Abstract

Education can contribute to peace and reconciliation as well as to conflict and strife (Bush and Saltarelli 2000; Smith and Vaux 2003; Davies 2004a). On the one hand, (re)building schools, recruiting teachers, and returning children to classrooms may help reduce the causes of fragility, legitimate the state, and create a peace dividend in postconflicts situations. The World Bank also argues that a return of children to school after armed conflict can produce an early peace dividend, cementing support for peace (World Bank 2005; Collier 2006; McEvoy-Levy 2006).

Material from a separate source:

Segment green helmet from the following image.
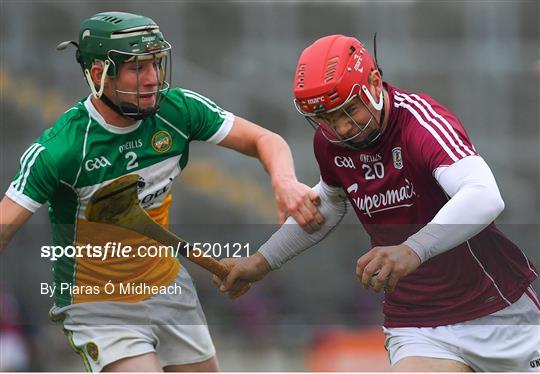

On the other hand, Lennart Vriens (2004, 71) argues that education is one of “the most successful instruments for the . . . dissemination of militarism,” and Marc Sommers (2002, 8) claims that “many who conduct modern wars are expert at using educational settings to indoctrinate and control children.” The complex, often contradictory role of education in conflict is explored in this article in relation to Sudan. The focus of the article is the NorthSouth conflict, bearing in mind that other, “minor” wars and military clashes in both the North and South have “each fed into and intensified the fighting of the overall ‘North-South’ war” ( Johnson 2007, 127). I examine the preand postconflict political discourses and the educational discourses employed in relation to the ideological, religious, and military struggle between the Sudan People’s Liberation Movement/Army (SPLM/A) in the South and the Khartoum government in the North. In addition, I will discuss how the political and educational discourses contributed to the reconstruction of the country and to the simultaneous sustaining and undermining of the 2005 Comprehensive Peace Agreement (CPA).